If anyone has any illusions about the continued existence of purely evil, unadulterated discrimination, they should end them here.

Shall I say I am in favor of all people having access to attractive, affordable, appropriate, comfortable clothing that enhances their self-esteem and individualism, whatever their size.

Really...as if the self-righteous reformers of society could prohibit it out of such transparent irrationality, spite and malice.

Posted by: raejeanowl | May 5, 2009 9:02 PM | Report abuse

I agree with domystic8.
Read The Obesity Myth by Paul Campos.

Also read Health at Every Size the Surprising Truth About Your Weight by Linda Bacon.

Also, It's Not About Food by Carol Emery Normandi and Laurelee Roark.

We need to educate ourselves about the real issues at the root of eating disorders and how to heal it. Speaking from experience on this issue, it is not the fat or the food.

Posted by: blondiesorganichair | May 6, 2009 11:56 PM | Report abuse

If I were a retailer, I would have gotten on the plus size fashion market ages ago. There's a lot of profit to be made out there. I think many large/curvy women would appreciate it if cute, flattering, and affordable styles were available in more stores (not just online!).

I think the difficulty, for the retailer, is sizing the clothes so they fit a diverse range of plus size women.

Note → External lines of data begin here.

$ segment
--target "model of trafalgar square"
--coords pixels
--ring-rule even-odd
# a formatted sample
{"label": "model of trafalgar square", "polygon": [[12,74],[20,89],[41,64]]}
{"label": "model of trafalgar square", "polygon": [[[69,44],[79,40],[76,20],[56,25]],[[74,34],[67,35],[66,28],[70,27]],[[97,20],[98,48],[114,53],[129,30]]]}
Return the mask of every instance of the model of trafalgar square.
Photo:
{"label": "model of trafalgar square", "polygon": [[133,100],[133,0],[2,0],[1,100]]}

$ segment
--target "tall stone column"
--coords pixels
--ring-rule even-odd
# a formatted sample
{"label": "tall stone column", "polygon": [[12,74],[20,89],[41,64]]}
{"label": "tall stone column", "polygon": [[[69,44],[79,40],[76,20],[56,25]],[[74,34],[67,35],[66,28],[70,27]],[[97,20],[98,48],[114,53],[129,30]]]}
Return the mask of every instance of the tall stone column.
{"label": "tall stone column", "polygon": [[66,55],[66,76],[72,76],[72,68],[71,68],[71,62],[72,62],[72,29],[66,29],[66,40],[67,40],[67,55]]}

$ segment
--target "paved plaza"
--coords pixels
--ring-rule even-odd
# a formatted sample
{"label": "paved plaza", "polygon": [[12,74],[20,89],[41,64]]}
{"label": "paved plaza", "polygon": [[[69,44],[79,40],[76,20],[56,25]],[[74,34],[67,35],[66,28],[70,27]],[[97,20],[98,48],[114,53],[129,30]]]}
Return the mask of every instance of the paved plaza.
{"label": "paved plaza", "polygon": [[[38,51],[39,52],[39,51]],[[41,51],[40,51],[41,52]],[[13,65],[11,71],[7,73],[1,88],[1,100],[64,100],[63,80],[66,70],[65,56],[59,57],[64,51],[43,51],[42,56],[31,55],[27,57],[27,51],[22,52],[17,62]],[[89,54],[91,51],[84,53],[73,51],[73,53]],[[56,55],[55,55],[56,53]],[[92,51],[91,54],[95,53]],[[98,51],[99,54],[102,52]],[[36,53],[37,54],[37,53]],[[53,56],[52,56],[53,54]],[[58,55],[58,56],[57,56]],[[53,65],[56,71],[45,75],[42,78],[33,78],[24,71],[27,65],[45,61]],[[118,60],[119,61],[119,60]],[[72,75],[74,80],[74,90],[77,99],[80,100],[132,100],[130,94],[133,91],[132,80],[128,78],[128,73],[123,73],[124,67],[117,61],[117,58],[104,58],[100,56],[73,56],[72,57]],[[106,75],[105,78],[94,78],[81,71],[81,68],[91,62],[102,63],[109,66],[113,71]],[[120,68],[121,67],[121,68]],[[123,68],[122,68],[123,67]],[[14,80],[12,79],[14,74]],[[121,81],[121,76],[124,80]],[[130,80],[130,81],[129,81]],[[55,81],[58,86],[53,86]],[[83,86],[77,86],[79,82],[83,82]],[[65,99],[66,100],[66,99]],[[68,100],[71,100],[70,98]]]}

I know that as body size increases, there's a bigger diversity of standard body measurements. There's greater variance in hip to waist ratios and breast size, for example. A size 20 might not fit all size 20 women, compared to a size 4 fitting most size 4 women. The challenge for clothing makers there is to make a product that will fit the greatest number of people at that size range, so that the items remain profitable.

I think this is not impossible, however. I don't think that clothing is "encouraging" obesity. I think we need to shift how we view clothing. Instead of putting the blame on ourselves for not fitting into a pair of pants, we need to put the blame on the retailer for not offering a product we need.

Posted by: IsThatTrue | May 7, 2009 12:20 PM | Report abuse

The comments to this entry are closed.